I use Angular 4 at work for building a single page application. Today, I faced the problem where I had to use different base paths for router and static assets. Angular makes use of the base href to tell router how to compose navigation URLs. If your application exists at the root, then you can use / as the href value as shown below.
<base href="/">
I wanted to use /users as my application base for router and /public as base for my assets.
If you build the project the Angular project for the production environment using the default values you will get the following index.html generated.
$ ng build -prod
<!doctype html>
<html lang="en">
<head>
<meta charset="utf-8">
<title>SampleNgApp</title>
<base href="/">
<meta name="viewport" content="width=device-width, initial-scale=1">
<link rel="icon" type="image/x-icon" href="favicon.ico">
<link href="styles.xxxx.bundle.css" rel="stylesheet"/></head>
<body>
<app-root>Loading...</app-root>
</body>
</html>
This generated page will not work as it router will use /
as base for composing navigation URLs and static assets will be looked in the current directory.
To solve my problem, I used —-base-href
and —-deploy-url
options as shown below.
$ ng build -prod --base-href /users --deploy-url /public
<!doctype html>
<html lang="en">
<head>
<meta charset="utf-8">
<title>SampleNgApp</title>
<base href="/users">
<meta name="viewport" content="width=device-width, initial-scale=1">
<link rel="icon" type="image/x-icon" href="favicon.ico">
<link href="/public/styles.xxxx.bundle.css" rel="stylesheet"/></head>
<body>
<app-root>Loading...</app-root>
</body>
</html>
This way I solved my problem.
What about your favicon? It resides in ‘assets’, yet the path is not prefixed with ‘/public’.
I also stumbled on that same problem. We have no access to the root, only get a subfolder and add that using this described method. But that breaks our favicon, since favicon does not seem to respect base href, even if we put it in front of it.
Hi Shekhar, thanks for the write-up, straight to the point and very useful!
lol, what about those static files which are in `src/assets/` folder?
if you put another slash after /users you will not need to specify deploy-url. Example: –base-href /users/
You are right! and this even fixes the favicon problem. Thank you 🙂
Thanks a lot it helped to solve my issue
Short and sweet! Thank you 🙂
Thanks for this post. I have a spring-boot, angular proj; where I am trying to deploy frontend to work on 8080 instead of these 2 running on different ports. I changed outputPath to resources/static and using ng build –base-href / –deploy-url /static generates index.html and .js files in output path . But starting tomcat server I don’t see its serving front-end. I see in the generated index.html, scripts have static/runtime.js etc. But accessing it with or without /static/ in URI I do not see UI.

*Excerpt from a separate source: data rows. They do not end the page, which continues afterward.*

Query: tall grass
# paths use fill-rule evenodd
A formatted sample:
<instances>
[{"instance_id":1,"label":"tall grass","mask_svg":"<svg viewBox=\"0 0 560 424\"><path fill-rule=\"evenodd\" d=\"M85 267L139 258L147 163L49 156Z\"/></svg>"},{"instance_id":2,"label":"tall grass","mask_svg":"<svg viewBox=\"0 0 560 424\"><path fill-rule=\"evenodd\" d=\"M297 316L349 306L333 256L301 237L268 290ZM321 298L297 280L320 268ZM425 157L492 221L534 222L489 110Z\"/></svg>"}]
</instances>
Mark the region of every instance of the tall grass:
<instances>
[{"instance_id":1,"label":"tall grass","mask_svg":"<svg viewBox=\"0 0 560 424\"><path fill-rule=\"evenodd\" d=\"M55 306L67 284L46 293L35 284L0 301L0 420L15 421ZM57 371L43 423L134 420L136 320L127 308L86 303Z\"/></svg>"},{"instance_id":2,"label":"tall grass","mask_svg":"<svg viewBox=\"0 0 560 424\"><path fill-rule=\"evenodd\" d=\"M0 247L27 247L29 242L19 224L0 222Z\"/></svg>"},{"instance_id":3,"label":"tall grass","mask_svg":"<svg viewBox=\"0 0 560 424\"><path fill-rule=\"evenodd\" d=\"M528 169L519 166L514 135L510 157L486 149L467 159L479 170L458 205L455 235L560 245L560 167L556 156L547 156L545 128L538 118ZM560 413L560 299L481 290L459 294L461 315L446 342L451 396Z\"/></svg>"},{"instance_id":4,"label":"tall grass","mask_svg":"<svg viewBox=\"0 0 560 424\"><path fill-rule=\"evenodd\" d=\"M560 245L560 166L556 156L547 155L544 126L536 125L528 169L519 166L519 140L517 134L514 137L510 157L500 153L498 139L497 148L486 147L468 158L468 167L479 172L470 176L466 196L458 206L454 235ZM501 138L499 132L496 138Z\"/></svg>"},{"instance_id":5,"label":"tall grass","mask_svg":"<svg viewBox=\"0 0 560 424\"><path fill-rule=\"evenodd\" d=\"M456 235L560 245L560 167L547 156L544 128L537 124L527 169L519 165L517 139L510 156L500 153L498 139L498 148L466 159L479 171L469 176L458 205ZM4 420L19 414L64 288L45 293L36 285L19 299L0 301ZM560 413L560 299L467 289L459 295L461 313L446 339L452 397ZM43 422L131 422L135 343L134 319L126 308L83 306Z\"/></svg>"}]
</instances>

Is there something else I should be trying?
what if I need to invoke my angular app from legacy web application? Lets say I have a URL in JSP and by hitting url, it should launch the angular app. How to achieve this?
This is what was required. Thanks
Excelente!!!!!!!! justo lo que necesitaba
Is this configurable in the angular.json file? It seems unusual that I should need to specify `–base-href` every time I build.